In Deutschland wird sie geliebt, im Ausland gefürchtet.

Von Cerstin Gammelin

Zu den Einzigartigkeiten der Bundesrepublik gehören tempolimitlose Autobahnen, unendliche Sorten von Würstchen oder die Wiesn. In den letzten Jahren ist eine Besonderheit dazugekommen. Die Schwarze Null.

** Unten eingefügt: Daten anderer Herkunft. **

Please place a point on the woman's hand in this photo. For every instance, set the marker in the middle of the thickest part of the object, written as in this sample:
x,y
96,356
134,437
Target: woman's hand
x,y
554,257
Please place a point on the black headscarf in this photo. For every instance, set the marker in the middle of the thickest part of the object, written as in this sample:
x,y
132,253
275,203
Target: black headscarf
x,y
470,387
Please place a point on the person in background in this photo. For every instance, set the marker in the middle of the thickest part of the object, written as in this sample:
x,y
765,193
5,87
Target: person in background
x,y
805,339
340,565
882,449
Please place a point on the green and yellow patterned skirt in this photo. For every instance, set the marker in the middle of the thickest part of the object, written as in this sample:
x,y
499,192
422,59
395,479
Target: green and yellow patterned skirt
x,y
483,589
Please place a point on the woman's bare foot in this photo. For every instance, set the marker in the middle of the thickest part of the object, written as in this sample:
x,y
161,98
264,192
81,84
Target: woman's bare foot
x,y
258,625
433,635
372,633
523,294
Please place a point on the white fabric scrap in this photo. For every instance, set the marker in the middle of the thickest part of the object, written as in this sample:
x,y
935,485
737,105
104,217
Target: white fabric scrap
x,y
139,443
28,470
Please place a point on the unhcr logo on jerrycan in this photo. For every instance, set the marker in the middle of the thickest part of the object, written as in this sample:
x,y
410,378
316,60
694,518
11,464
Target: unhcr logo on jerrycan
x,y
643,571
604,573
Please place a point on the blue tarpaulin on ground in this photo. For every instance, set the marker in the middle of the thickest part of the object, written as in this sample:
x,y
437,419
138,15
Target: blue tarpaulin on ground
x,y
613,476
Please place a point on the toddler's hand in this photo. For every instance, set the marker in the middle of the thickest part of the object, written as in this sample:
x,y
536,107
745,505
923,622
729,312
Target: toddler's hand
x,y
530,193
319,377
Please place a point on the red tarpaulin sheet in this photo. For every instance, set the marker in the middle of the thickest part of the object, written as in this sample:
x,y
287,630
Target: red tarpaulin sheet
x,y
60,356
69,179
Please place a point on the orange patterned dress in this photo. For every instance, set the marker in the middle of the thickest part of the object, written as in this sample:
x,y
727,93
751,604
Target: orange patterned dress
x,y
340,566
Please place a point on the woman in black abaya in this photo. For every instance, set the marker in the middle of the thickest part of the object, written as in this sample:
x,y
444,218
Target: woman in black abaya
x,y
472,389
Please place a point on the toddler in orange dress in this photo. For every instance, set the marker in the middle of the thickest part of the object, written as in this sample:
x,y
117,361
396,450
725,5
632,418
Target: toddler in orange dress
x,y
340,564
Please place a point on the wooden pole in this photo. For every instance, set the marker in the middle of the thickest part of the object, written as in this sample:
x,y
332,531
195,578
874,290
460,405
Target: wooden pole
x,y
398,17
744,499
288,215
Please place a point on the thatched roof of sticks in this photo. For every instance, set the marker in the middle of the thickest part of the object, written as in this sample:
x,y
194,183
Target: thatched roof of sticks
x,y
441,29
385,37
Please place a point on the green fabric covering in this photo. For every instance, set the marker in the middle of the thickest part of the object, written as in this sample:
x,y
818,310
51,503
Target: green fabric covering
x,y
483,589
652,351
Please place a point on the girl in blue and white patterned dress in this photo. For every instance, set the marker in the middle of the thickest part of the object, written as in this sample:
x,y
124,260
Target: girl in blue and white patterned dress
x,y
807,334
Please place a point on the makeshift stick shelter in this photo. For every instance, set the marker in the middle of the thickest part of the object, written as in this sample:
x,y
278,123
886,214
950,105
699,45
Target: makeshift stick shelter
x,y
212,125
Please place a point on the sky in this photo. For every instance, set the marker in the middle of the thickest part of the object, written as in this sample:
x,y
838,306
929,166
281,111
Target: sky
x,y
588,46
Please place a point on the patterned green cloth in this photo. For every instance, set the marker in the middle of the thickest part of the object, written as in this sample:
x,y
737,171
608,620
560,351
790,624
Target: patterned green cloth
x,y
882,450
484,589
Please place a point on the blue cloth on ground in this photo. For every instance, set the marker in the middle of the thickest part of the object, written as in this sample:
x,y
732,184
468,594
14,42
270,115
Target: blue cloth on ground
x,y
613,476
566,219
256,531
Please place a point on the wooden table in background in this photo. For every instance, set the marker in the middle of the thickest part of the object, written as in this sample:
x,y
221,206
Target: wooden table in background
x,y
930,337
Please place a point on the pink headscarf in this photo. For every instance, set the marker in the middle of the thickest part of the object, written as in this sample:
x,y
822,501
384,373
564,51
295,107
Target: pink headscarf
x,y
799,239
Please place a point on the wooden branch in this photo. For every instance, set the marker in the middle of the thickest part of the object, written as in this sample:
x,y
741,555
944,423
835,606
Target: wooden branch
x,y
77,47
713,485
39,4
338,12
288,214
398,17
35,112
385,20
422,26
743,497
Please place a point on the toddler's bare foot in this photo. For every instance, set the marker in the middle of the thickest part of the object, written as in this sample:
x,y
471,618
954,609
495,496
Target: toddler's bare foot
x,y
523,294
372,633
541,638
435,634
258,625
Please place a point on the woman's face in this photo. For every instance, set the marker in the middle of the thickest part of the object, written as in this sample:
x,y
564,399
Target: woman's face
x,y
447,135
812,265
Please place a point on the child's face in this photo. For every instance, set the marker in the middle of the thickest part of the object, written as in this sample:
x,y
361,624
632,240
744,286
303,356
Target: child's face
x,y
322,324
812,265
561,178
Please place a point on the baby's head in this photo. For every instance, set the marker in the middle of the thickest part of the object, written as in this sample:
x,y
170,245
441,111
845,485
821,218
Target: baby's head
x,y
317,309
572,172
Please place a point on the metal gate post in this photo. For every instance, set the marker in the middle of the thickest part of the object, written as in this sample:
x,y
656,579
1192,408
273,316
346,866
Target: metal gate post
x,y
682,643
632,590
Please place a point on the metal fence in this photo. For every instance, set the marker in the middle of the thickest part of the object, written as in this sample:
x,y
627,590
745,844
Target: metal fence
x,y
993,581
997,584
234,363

Der Unterschied zu Autobahnen, Würstchen und Bier ist allerdings, dass die in Deutschland regelrecht verehrte Null im Ausland eher geschmäht oder gefürchtet wird. Je mehr woanders der Kopf geschüttelt wird, desto beliebter wird sie daheim. Es ist keine zwei Jahre her, da geriet die Null sogar zu einem pompösen Abschiedsgeschenk: Die Mitarbeiter im Bundesfinanzministerium stellten sich im Hof des traditionsreichen Hauses in der Berliner Wilhelmstraße zu einer solchen auf - als Dankeschön an den scheidenden Minister Wolfgang Schäuble. Das Fotomotiv rauschte durchs Netz als Beleg für deutsche Sparsamkeit. Weil die Null dem Vorgänger von der CDU so viel Glanz verliehen hat, lässt auch der jetzige Minister von der SPD, Olaf Scholz, seine Mitarbeiter hart daran arbeiten, dass der Bundeshaushalt ausbalanciert bleibt: Er lässt nur so viel Geld ausgeben, wie er einnimmt; die Bundesrepublik macht keine zusätzlichen Schulden, um ihre Aufgaben zu erfüllen. Und so schreibt sie, der vor zehn Jahren ins Grundgesetz aufgenommenen "Schuldenbremse" folgend, unterm Strich: eine Schwarze Null.